Источник пенистый, свергаясь со скалы,
Дождями наводнен крутится по долине.
Оставлена, одна в безлюдной я пустыне. —
Восстань, луна! пролей на землю луч златой;
Явите, звезды! мне ваш образ благотворной,
И укажите путь до той пещеры горной,
Где ловлей утомлен Сальгар почиет мой.
Он там лежит, и псов вокруг усердных стая
Отрежет и лук его и тул пернатых стрел;
А я под древом здесь зову его, рыдая,
И жду, чтобы его хоть голос долетел.
Ах! ветров страшный рев, потоков шум унылый,
Претят, чтобы достиг ко мне сей голос милый. —
Почто же медлишь ты, Сальгар, любезный мой?

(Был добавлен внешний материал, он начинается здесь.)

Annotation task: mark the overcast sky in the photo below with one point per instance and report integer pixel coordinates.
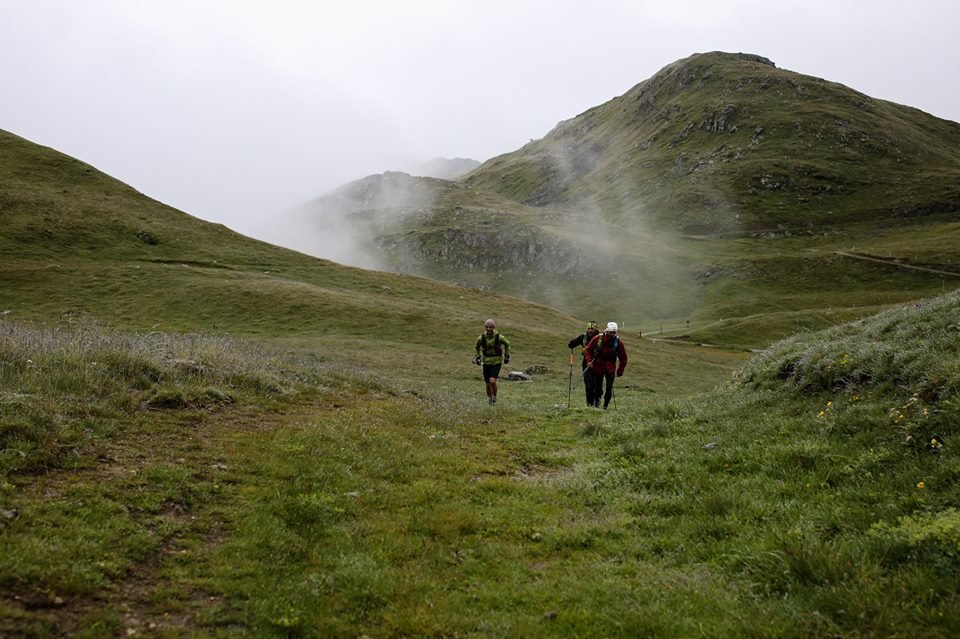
(232, 110)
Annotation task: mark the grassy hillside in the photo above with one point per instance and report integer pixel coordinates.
(199, 486)
(720, 190)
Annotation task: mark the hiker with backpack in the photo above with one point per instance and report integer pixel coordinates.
(493, 350)
(606, 358)
(582, 340)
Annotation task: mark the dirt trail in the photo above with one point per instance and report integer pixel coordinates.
(894, 262)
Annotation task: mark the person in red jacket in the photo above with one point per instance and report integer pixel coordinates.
(606, 357)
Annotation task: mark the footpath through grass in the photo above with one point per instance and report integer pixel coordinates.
(814, 495)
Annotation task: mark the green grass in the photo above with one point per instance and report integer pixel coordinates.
(812, 494)
(715, 191)
(204, 435)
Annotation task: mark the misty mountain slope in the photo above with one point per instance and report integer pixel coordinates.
(728, 142)
(455, 233)
(73, 240)
(722, 196)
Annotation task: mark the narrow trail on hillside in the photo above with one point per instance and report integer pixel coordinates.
(894, 262)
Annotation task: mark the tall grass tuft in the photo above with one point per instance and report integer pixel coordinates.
(67, 386)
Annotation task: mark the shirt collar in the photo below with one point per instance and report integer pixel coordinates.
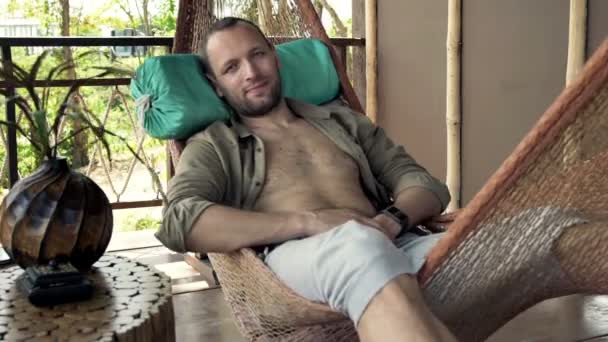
(300, 108)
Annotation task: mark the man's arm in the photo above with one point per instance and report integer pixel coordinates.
(414, 190)
(195, 220)
(225, 229)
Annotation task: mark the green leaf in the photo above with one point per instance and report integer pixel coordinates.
(42, 129)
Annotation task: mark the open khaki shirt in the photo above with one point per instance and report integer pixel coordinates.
(225, 164)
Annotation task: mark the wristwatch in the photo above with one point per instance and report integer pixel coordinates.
(398, 216)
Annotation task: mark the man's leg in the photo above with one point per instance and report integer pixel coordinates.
(353, 267)
(398, 313)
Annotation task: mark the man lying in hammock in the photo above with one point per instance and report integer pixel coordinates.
(314, 184)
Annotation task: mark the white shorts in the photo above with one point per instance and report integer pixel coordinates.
(346, 266)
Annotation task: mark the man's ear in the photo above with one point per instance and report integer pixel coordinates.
(276, 57)
(213, 81)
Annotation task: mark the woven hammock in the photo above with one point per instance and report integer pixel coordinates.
(536, 230)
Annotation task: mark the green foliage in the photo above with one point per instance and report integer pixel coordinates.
(140, 220)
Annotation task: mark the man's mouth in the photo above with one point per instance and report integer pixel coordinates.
(255, 87)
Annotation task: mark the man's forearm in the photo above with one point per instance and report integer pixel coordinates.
(418, 203)
(225, 229)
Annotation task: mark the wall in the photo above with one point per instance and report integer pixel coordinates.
(514, 65)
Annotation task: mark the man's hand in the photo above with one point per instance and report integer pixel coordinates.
(319, 221)
(388, 226)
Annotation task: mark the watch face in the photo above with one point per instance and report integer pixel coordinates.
(398, 215)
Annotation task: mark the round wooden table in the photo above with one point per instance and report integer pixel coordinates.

Или забыл уже свое мне обещанье?
Вот камень, древо: здесь назначил ты свиданье,
И здесь я жду вотще, и нет тебя со мной.
Сальгар! возлюбленный! увы! чтоб быть с тобою
Рассталась с братом я, оставила отца;
Мой род с твоим горят взаимною враждою,
Лишь наши сей вражды не ведают сердца.
Ветр буйный! укротись, твой шум меня терзает,
И ты, о водопад! умолкни хоть на час.
Сальгар! Сальгар! я здесь, здесь Кольма ожидает,
Здесь камень, древо здесь… теряется мой глас. —
Светлеет ночь; трава сребрится на долине,
И по горам луны мелькает бледный свет;
Но никого не зрю на серой их вершине,
Не слышу лая псов, и там Сальгара нет. —
Двух спящих воинов я в поле примечаю.
Посмотрим: Боже мой! Сальгар и с ним мой брат!

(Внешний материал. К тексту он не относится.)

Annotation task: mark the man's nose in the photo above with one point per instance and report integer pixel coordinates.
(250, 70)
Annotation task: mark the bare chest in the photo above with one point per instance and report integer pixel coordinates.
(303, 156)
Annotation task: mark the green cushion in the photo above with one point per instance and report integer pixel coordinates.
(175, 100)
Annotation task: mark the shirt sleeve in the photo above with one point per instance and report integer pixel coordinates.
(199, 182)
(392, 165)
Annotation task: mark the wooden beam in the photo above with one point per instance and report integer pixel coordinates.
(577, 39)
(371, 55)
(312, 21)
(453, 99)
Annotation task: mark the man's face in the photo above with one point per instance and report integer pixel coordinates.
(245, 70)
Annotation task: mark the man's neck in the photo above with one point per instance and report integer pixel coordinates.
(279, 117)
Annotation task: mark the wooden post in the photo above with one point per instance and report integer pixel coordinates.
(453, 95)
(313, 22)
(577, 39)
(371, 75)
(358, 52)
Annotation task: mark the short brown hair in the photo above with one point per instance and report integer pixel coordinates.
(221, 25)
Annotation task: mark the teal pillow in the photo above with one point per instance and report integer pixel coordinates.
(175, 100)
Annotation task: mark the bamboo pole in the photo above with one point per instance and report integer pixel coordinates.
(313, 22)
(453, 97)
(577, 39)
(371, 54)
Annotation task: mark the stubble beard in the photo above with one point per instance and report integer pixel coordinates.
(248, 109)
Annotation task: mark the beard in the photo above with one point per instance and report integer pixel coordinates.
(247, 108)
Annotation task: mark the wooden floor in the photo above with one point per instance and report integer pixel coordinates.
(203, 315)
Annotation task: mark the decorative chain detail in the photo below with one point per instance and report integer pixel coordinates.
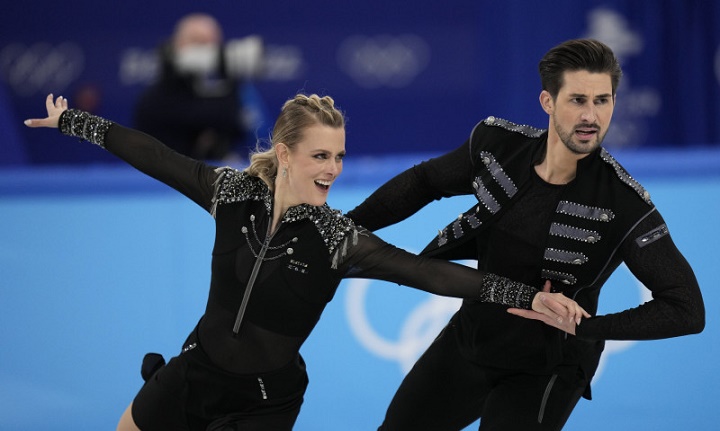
(86, 126)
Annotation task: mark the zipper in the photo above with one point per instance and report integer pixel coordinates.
(253, 277)
(546, 395)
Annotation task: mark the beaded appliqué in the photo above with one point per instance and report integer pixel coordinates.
(562, 277)
(337, 231)
(259, 242)
(652, 236)
(498, 173)
(501, 290)
(233, 185)
(565, 256)
(529, 131)
(584, 211)
(85, 126)
(625, 176)
(575, 233)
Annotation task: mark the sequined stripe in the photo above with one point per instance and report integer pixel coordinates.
(576, 233)
(565, 256)
(584, 211)
(562, 277)
(498, 174)
(474, 222)
(83, 125)
(485, 197)
(652, 236)
(457, 229)
(523, 129)
(625, 176)
(442, 237)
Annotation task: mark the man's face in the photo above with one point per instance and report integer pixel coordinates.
(582, 111)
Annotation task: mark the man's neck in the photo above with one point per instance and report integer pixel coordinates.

Вы примирилися, коль вместе вас встречаю…
Несчастная! они убитые лежат. —
Сальгар! почто убил ты брата мне любезна?
А ты, мой брат! почто Сальгара умертвил?
Потеря обоих равно для Кольмы слезна,
И в сердце Кольмином равно ваш образ жил.

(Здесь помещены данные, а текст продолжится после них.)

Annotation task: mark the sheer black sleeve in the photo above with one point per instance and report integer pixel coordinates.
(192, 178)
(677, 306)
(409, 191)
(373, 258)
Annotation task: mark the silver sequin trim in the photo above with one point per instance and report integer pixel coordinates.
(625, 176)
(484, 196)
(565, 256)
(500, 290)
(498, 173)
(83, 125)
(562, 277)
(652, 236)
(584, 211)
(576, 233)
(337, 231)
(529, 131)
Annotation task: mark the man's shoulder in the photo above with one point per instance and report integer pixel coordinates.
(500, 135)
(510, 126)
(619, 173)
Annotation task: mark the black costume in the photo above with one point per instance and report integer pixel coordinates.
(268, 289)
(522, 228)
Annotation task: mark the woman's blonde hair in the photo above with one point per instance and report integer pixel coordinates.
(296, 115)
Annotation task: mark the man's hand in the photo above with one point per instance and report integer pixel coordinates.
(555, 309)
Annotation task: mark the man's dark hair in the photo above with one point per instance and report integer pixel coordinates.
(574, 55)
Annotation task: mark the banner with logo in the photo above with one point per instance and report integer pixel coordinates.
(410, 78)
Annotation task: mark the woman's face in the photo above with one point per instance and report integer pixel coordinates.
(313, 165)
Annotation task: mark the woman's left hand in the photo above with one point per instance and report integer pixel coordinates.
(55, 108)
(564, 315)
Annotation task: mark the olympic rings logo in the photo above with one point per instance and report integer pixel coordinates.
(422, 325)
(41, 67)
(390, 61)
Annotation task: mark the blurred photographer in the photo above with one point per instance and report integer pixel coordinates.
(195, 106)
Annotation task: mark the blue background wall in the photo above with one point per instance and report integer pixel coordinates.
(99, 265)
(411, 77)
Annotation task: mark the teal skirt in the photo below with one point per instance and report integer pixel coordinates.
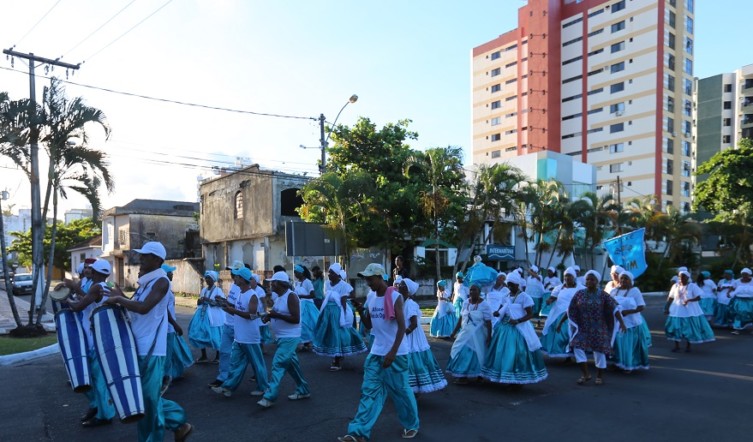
(741, 312)
(309, 315)
(424, 373)
(444, 326)
(178, 356)
(631, 348)
(555, 344)
(465, 364)
(200, 333)
(330, 339)
(508, 359)
(694, 329)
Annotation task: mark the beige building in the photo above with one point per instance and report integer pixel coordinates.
(609, 82)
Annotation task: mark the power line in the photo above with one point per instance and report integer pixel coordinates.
(129, 30)
(98, 29)
(36, 24)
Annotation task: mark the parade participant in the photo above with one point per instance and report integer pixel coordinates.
(497, 296)
(708, 298)
(178, 356)
(148, 313)
(723, 288)
(285, 320)
(247, 341)
(741, 302)
(552, 280)
(474, 332)
(335, 336)
(459, 293)
(424, 373)
(386, 366)
(101, 409)
(304, 289)
(631, 347)
(614, 272)
(205, 328)
(443, 320)
(685, 319)
(514, 355)
(555, 336)
(592, 313)
(533, 286)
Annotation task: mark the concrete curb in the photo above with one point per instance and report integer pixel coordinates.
(18, 358)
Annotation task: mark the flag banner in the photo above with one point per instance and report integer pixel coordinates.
(628, 251)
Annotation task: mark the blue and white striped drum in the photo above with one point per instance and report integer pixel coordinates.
(73, 347)
(116, 349)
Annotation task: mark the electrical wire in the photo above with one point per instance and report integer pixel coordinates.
(126, 32)
(98, 29)
(36, 24)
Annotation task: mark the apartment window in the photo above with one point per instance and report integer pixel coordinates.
(238, 205)
(617, 87)
(617, 148)
(617, 108)
(616, 27)
(619, 127)
(619, 6)
(617, 67)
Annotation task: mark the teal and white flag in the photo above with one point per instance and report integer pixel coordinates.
(628, 251)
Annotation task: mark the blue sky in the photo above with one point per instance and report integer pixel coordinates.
(404, 59)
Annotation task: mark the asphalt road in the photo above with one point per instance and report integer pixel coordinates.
(698, 396)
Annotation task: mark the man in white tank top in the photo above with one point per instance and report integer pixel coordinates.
(285, 320)
(385, 371)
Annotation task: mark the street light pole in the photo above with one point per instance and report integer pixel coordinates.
(324, 140)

Какой теперь я вас могу почтить хвалою?
О брат! ты некогда бывал противным страх;
А ты, прекраснейший в Морвеновых сынах,
Сальгар! друзья мои! беседуйте со мною.
Они безмолвны; жизнь слетела с их лица,
И под рукой моей не бьются их сердца.
О тени милые! хоть вы мне отвечайте:
Не устрашит меня умерших даже глас.
Куда сокрылись вы, отрадну весть подайте,
Скажите, где искать, везде найду я вас;
В которую идти пещеру мне велите?
Но что! стенаю я, а вы, друзья, молчите. —
Воссяду здесь одна я с грустию моей
И утренней зари дождуся со слезами;
Тогда могилу им усердными руками
Изроют их друзья, и я возлягу в ней.
Несчастной Кольмы жизнь как сон уж исчезает;
И что ей жить, когда любезных боле нет?
Близь тока, что с горы здесь шумно упадает,
Глубоким сном она в средине их уснет.
Лишь ночь сойдет с небес в своих покровах черных,
И томная луна проглянет в облаках,
Я буду здесь летать на крыльях ветров горных,
Рыдая и стеня на хладных сих гробах.
Услышит в хижине ловец мой глас унылой,
Он устрашит его и вместе усладит;
Придут сюда внимать плач Кольмы над могилой:
Сей плач героев смерть и славу возвестит.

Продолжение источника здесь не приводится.